On July 16, 2012, a team of tribal attorneys filed a lawsuit on Traversie’s behalf against Rapid City Regional Hospital, Regional Health Inc., Regional Health Physicians Inc., and John and Jane Does Nos. 1-100 in the United States District Court, District of South Dakota, Western Division. The complaint stated that the “Plaintiff suffered severe physical and emotional trauma as a result of acts and omissions that took place while he was under the care and supervision of the Rapid City Regional Hospital.”
In the lawsuit, Traversie asked for punitive and compensatory damages. And in a September 2014 ruling, U.S. District Court Chief Judge Jeffrey L. Viken cleared the way for the Cheyenne River Lakota elder’s case to go to trial.
That trial started Monday, March 23, and jury deliberations began Thursday afternoon. According to the Rapid City Journal, the 11-member jury reached a unanimous verdict before 2 p.m. on Friday.
In the wake of the decision, Traversie thanked the jurors and the U.S. District Court of South Dakota for giving him the opportunity to tell his story.
“For me, this is a victory in itself,” he said. “I shared my story about what happened to me while I was a patient at Rapid City Regional Hospital for one reason: to make sure that no other American Indian is treated in an uncaring way.

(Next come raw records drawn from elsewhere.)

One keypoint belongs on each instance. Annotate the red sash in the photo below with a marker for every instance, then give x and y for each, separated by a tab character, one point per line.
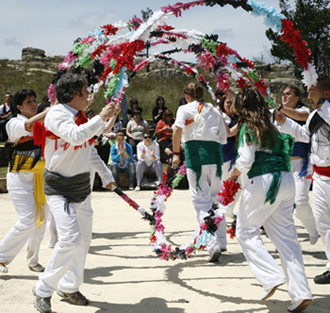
324	171
40	133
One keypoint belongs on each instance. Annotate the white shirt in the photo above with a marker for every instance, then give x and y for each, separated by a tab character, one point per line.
208	125
147	158
65	160
320	154
16	129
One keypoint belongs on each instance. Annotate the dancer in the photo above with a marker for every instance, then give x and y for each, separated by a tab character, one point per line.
25	183
203	130
70	154
317	132
267	200
148	159
229	151
301	166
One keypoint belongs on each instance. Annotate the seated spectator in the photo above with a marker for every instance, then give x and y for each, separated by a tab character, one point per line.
44	104
111	135
148	159
122	159
5	116
182	101
135	130
158	110
164	133
133	106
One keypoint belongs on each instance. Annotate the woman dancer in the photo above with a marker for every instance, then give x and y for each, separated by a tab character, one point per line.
25	183
267	200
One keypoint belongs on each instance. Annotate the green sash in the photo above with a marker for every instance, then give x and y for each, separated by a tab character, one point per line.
200	153
271	163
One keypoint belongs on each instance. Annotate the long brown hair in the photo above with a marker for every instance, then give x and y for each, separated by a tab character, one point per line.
194	90
253	110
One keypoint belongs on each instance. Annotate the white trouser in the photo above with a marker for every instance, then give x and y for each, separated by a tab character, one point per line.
321	204
66	265
303	210
52	230
204	197
24	230
278	223
241	180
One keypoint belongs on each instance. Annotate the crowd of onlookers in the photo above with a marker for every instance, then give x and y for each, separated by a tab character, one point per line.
140	148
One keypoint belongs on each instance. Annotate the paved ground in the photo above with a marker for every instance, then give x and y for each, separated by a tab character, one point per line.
124	276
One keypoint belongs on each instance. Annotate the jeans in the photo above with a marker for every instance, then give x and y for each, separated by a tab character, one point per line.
130	169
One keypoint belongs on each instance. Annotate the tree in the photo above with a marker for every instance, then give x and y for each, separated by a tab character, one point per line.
312	18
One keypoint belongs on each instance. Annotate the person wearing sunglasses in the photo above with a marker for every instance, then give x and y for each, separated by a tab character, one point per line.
148	159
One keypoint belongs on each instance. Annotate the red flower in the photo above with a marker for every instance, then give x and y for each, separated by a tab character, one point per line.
109	30
293	38
242	83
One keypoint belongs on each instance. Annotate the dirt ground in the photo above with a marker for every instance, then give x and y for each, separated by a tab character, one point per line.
123	274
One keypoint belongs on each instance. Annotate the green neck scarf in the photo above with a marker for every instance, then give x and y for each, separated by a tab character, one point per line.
265	163
200	153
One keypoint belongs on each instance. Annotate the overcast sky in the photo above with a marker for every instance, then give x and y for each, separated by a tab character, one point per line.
54	25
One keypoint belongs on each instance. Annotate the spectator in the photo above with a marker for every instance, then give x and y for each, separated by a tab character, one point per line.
164	133
182	101
44	104
135	129
158	110
5	116
122	159
148	159
133	106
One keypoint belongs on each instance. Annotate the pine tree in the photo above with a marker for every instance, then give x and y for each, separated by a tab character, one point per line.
312	18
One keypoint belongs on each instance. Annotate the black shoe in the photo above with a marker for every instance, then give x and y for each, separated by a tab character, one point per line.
323	278
42	304
76	298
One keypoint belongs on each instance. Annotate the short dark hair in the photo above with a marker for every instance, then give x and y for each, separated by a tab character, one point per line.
295	89
68	85
160	98
18	99
149	132
45	99
323	83
219	93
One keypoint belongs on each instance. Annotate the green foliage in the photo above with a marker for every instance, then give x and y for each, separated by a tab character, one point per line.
312	18
12	80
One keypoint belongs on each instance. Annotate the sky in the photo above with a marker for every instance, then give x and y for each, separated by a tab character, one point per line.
54	25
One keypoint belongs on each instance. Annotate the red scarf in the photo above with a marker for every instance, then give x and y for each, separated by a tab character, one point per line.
324	171
191	120
40	133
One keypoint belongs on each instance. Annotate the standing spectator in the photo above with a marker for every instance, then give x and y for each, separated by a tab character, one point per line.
317	132
220	96
202	130
148	159
135	129
5	116
301	166
158	110
267	200
44	104
182	101
133	106
69	159
164	133
25	184
122	159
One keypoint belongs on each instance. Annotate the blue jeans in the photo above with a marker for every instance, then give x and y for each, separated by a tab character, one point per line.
130	169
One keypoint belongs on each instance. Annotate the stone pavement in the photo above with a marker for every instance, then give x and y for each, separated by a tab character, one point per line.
123	274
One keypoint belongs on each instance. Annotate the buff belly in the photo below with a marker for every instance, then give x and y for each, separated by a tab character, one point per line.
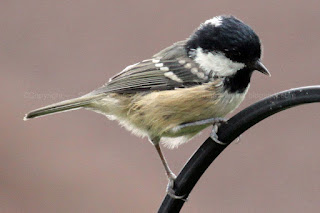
158	114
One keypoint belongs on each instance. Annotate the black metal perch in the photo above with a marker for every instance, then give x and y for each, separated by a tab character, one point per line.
236	125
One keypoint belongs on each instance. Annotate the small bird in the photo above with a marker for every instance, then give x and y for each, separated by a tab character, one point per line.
181	90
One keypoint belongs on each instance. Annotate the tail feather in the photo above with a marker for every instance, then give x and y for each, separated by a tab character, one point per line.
61	106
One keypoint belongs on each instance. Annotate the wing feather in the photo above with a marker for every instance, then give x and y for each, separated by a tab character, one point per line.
169	69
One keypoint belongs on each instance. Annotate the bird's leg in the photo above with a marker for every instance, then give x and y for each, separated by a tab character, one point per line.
171	176
214	135
215	121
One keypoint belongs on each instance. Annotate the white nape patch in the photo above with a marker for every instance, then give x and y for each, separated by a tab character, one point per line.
173	76
159	65
216	21
124	70
216	62
164	69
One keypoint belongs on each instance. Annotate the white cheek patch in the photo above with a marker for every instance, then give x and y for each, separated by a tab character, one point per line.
217	63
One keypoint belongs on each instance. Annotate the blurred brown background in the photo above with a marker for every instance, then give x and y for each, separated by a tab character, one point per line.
81	162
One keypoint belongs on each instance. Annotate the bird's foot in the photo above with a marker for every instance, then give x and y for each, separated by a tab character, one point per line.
214	131
170	189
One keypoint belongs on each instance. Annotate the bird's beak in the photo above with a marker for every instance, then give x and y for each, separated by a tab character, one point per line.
261	68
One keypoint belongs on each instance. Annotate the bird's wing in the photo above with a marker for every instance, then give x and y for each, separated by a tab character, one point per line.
169	69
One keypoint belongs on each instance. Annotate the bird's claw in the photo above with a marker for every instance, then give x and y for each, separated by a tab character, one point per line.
171	191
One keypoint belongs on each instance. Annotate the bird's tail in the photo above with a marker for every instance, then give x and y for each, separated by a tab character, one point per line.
67	105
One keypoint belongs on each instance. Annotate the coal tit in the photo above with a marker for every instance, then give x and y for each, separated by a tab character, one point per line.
181	90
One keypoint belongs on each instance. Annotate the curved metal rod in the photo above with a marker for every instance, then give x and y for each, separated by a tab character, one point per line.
235	126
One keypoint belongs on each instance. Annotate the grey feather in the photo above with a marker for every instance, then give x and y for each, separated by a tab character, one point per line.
71	104
148	75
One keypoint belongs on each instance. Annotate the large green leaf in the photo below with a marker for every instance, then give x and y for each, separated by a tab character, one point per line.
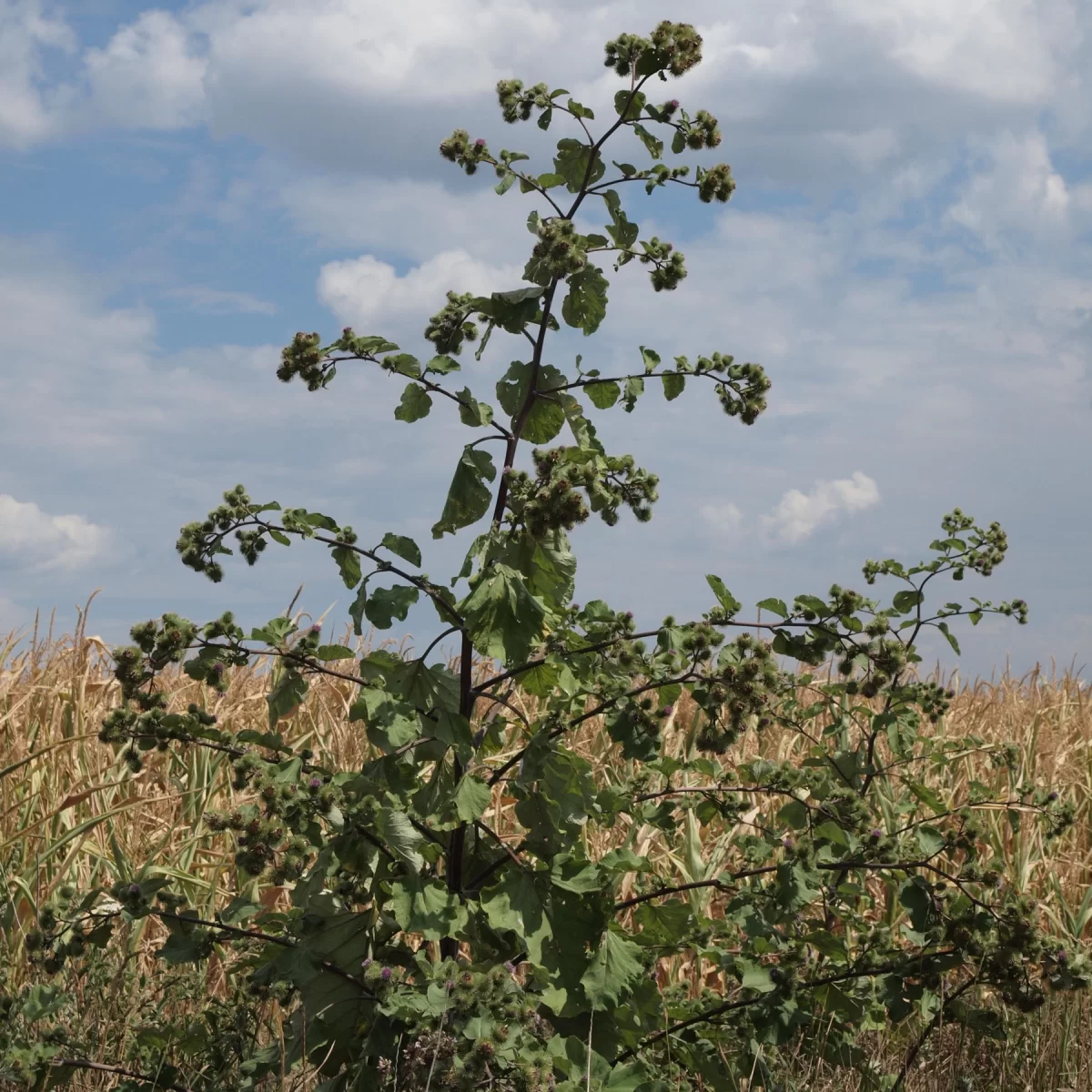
415	404
516	905
391	723
585	305
401	836
604	394
616	967
470	798
386	604
349	563
505	621
572	161
427	906
469	497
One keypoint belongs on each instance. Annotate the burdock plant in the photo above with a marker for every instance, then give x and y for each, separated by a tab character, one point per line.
427	948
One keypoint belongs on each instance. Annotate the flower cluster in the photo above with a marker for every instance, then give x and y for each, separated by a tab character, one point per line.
517	102
450	327
672	47
560	251
703	131
304	358
715	184
460	148
669	263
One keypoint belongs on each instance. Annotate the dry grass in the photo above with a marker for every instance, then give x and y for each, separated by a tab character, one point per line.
71	814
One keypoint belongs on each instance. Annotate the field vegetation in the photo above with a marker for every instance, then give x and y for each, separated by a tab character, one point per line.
72	814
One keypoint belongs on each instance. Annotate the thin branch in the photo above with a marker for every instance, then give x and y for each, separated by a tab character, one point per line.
720	1010
102	1067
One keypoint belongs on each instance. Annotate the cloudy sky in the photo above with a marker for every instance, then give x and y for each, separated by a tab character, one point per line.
907	254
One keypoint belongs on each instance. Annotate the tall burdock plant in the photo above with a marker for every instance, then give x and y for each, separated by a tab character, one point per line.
426	949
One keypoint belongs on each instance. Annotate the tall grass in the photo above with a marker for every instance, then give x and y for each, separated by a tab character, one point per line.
70	814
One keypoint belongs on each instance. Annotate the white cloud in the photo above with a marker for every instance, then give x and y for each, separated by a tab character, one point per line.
26	32
367	293
219	301
34	540
150	76
798	514
1016	189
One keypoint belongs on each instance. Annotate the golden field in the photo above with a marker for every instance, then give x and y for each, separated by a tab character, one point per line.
70	813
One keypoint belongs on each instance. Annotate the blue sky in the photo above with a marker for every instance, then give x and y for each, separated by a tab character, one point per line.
184	187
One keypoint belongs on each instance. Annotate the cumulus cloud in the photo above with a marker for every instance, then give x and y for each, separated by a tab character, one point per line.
27	35
798	514
1016	188
367	293
208	300
148	76
35	540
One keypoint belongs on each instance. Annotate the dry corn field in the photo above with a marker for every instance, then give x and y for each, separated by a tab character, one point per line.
70	814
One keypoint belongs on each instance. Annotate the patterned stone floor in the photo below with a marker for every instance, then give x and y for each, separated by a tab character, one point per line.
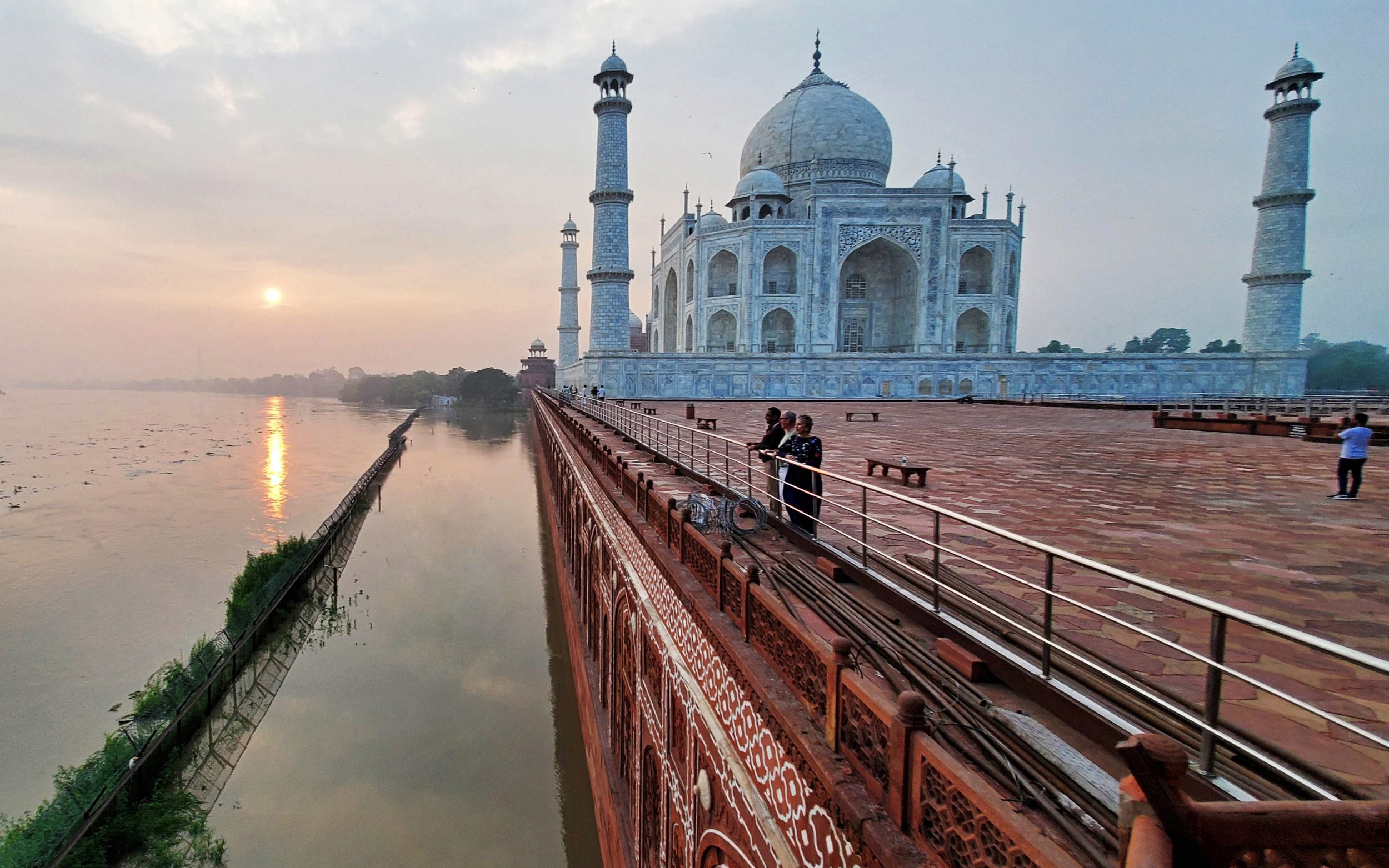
1237	519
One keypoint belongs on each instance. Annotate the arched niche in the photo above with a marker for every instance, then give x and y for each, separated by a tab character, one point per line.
721	332
723	274
973	331
878	289
778	331
977	271
780	271
673	310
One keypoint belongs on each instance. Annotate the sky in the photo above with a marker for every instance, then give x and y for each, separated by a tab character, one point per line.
401	170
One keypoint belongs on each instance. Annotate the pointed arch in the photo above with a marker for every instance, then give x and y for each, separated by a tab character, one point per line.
977	271
721	332
778	331
721	275
973	331
878	298
780	271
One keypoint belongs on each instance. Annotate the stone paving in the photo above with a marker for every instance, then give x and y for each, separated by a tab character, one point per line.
1237	519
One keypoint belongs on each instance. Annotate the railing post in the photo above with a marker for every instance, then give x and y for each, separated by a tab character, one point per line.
863	536
935	566
1046	616
1213	685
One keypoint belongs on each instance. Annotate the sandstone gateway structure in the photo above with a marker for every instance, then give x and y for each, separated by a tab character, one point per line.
826	282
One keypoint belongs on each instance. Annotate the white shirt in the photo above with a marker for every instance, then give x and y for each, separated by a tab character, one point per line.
1355	442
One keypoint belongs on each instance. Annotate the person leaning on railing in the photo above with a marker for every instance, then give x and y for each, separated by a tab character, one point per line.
802	488
770	442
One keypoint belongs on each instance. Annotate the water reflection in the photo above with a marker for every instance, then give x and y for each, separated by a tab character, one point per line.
276	450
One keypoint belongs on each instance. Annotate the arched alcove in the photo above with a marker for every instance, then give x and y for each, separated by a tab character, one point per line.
673	312
723	275
973	331
721	332
778	331
977	271
878	290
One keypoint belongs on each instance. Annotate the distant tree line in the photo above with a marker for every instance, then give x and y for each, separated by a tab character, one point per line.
489	388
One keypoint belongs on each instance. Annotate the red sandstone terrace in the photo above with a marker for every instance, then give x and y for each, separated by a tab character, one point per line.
1046	470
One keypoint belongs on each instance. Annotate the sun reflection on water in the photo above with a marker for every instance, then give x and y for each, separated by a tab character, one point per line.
276	464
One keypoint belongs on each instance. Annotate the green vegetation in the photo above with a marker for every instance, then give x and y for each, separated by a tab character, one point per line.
167	830
1056	346
1162	340
1355	365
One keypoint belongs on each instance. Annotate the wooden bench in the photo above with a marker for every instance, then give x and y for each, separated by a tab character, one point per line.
909	470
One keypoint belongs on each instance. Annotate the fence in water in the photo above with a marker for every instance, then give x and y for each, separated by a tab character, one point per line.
178	700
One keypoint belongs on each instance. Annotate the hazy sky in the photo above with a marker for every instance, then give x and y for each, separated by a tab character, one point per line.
401	170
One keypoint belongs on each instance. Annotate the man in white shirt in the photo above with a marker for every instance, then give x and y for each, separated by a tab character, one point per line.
1355	449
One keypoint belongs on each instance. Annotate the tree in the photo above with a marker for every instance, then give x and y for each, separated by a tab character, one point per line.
1056	346
1346	367
1221	346
1162	340
489	387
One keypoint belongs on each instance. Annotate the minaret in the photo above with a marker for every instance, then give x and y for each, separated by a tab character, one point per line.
1273	313
610	278
568	295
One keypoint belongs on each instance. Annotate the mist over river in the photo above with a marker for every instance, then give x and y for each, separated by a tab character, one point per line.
441	731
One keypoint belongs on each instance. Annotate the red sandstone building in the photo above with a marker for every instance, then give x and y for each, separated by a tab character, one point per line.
537	368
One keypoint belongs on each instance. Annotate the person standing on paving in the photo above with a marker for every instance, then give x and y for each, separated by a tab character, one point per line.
1355	450
771	441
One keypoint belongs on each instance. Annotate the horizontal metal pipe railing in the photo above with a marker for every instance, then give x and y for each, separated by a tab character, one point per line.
716	458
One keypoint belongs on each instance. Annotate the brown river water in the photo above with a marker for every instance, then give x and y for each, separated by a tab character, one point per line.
442	730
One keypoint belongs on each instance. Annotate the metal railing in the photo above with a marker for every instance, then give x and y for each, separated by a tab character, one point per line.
859	520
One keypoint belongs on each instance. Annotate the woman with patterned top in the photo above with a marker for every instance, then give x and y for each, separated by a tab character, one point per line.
803	488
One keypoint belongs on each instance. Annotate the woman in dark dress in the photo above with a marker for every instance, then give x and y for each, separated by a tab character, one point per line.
802	506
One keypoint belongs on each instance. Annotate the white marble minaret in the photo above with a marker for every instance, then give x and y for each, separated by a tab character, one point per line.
1273	313
568	295
612	275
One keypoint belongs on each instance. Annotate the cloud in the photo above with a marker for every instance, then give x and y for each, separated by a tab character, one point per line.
139	120
226	96
239	27
407	121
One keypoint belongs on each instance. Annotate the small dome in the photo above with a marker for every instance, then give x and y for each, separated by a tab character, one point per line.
1298	66
762	181
938	181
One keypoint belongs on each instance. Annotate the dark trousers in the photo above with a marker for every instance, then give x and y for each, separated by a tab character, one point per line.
1349	467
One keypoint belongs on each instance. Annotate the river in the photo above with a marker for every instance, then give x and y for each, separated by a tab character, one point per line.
441	730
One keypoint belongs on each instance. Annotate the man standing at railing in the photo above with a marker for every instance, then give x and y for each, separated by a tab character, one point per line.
1355	450
771	442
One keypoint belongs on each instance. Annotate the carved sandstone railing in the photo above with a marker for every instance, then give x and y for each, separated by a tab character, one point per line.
931	797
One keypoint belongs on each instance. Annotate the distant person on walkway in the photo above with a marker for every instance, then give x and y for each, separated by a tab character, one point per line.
1355	449
802	488
770	442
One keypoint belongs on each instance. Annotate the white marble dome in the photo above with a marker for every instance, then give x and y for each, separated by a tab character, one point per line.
938	181
821	120
762	181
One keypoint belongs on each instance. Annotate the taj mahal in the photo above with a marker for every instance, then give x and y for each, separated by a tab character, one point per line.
821	281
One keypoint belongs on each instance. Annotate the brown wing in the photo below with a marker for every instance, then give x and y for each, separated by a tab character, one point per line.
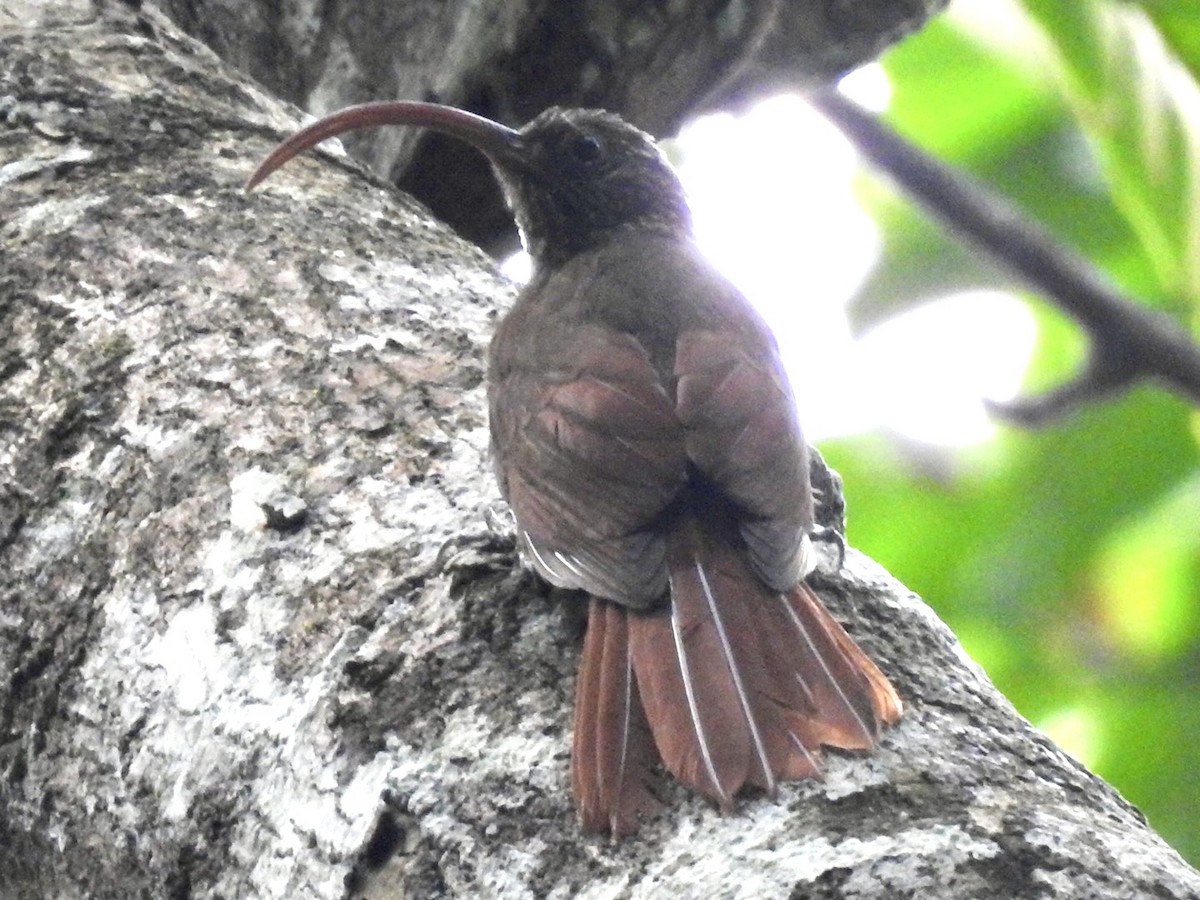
589	453
743	437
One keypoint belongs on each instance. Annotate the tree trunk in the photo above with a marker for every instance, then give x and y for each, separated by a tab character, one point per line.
654	63
263	627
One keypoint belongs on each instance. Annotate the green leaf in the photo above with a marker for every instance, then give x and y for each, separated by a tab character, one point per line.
1139	105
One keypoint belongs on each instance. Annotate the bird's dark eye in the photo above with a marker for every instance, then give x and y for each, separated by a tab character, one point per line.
586	149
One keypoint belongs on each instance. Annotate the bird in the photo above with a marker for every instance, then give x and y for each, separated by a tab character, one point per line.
645	433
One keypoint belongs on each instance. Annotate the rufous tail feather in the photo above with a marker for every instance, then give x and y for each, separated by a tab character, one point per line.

I believe, because I stood up for justice, powerful institutions in Rapid City have learned that American Indians have a voice, and we are not afraid to call for justice.”
Traversie said his case is part of a much larger fight for the rights of Native people in South Dakota.
“It’s one part of the long-standing struggle for the dignity and respect that American Indian men, women and children in South Dakota deserve, just like anybody else,” he explained in a statement. “We are asking for nothing more than what most people take for granted: human rights.”
In a 2014 interview, Traversie told ICTMN that his story is about truth, justice and reconciliation. He also said that his saving grace through this three-and-a-half-year ordeal has been prayer and the support of both Native and non-Native people from around the country. On Friday, he echoed that sentiment.
“Today I thank everyone who supported me in this fight for justice,” he said, “and I thank my God that I am alive to do what I can for my people.”
Traversie is represented by Galanda Broadman, a Pacific Northwest-based law firm that specializes in litigation, business matters and regulatory disputes that affect Indian country, and Chase Iron Eyes of Bismarck, North Dakota.